This explains why, for example, when you Google something, the suggested searches are often tailored in an eerie manner. If you search for a word, the second search suggestion will offer to get that word translated into the local language. So if you’re in Chennai, Tamil, or into Marathi if you’re in Mumbai.
This a product of profiling your location data as well as behavioural data. “Imagine the kind of insights your location information over the course of a month can expose: your residence, where you spend your mornings, your route to work, your loved one’s residence, and more,” says Ranganathan.

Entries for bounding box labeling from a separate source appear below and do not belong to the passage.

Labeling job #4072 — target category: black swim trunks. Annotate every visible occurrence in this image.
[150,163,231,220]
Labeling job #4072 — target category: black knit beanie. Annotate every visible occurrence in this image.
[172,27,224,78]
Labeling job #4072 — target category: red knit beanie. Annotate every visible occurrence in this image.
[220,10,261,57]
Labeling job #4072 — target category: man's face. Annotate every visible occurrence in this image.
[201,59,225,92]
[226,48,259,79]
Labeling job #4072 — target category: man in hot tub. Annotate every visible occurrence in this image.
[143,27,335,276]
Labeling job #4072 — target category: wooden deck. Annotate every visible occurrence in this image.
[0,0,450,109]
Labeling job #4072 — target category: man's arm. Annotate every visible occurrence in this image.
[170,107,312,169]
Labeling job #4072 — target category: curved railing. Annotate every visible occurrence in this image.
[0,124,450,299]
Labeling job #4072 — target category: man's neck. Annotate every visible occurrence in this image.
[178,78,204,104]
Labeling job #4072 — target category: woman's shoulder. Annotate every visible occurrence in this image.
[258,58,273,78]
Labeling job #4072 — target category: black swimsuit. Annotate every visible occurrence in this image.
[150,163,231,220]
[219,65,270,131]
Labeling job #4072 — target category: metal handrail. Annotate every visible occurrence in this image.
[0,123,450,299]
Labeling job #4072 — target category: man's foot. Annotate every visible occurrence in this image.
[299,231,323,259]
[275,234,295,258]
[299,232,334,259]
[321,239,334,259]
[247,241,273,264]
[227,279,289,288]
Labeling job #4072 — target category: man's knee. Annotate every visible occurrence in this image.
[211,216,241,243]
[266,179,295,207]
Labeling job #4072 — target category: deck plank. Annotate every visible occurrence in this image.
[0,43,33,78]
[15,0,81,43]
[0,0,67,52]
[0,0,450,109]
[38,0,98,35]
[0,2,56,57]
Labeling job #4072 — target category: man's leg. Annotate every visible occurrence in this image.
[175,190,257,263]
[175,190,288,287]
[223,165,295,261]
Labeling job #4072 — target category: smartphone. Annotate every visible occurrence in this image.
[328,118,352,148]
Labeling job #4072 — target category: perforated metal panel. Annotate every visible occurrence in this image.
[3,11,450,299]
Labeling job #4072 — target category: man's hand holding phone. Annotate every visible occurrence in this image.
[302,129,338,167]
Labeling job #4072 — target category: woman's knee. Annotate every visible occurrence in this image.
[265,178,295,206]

“Users are often not aware that they’ve given their consent to sharing this data,” says Nikhil Pahwa, digital rights activist. “The terms and conditions of every app are so complicated and voluminous that often you have no way of knowing what something is being used for and what you’ve given your permission to. That’s a failure of the kind of consent we have today,” he says. If an app developer, quips Pahwa, puts in a condition saying the user will name their first child after the app, the user is more than likely to click on ‘I agree’.
While the failure to make consent transparent is illegal, data collection in itself is a grey area. And what constitutes ‘misuse’ of data is murky because of the lack of regulations and clear outlines. “What if a salon has your phone number and sends an SMS saying your haircut is due,” asks S. Anand, CEO of data science firm Gramener. “Would you consider that misuse?”
It gets more ominous.
We’ll use it some day
At present, India has no law to stop apps from sharing your data with data brokers or data analytics firms. “The tendency has been to collect as much data as you can, even if it isn’t relevant to your business today, because it might be some day or, better still, it might be valuable to others,” says Amba Kak, a Mozilla technology policy fellow. “This is why we need a law to say — collect what you need, not what you want.”
As an Indian citizen, your data today is breached, misused or sold, there is little you can do about it. “At most, users can be more vigilant about the apps they download, what permissions they give, and evaluate whether there are better alternatives,” says Ranganathan.
“One can approach a court and seek redress under the IT Act,” says Abraham, “but only if you have suffered a loss of property or money. If your data has been breached or leaked, and you haven’t suffered a monetary or property loss, there’s nothing you can do.”
The Justice Srikrishna committee, set up in July, is right now working on a draft data protection bill. The committee published a white paper last November, and a final report is expected by end of May. “The white paper itself looks fantastic,” Abraham tells me.
An ideal data protection law, says Kak, “will reflect the Supreme Court’s recent decision that all interference with the right to privacy must be necessary and proportionate.”
If data sharing is inevitable in the digital age, then it could be made illegal, for instance, to share data that can identify individuals. Anand says, “This could be done by replacing all names with a new random name or by aggregating total purchases by store and product rather than by individual purchase.”
So in an era where we have been casually asked to accept that ‘data is the new oil’, who is the biggest loser? “Framing ‘data’ as the new oil is dangerous,” says Ranganathan. Kak agrees: “This is a tired analogy that doesn’t seem to get us anywhere except to recognise that data is a source of profit for the private sector.” She would rather go with Turkish sociologist Zeynep Tufekci’s definition where we think of data privacy like clean air or safe drinking water. “It is a public good that we need to safeguard as a collective through laws that make controllers of data accountable,” says Kak.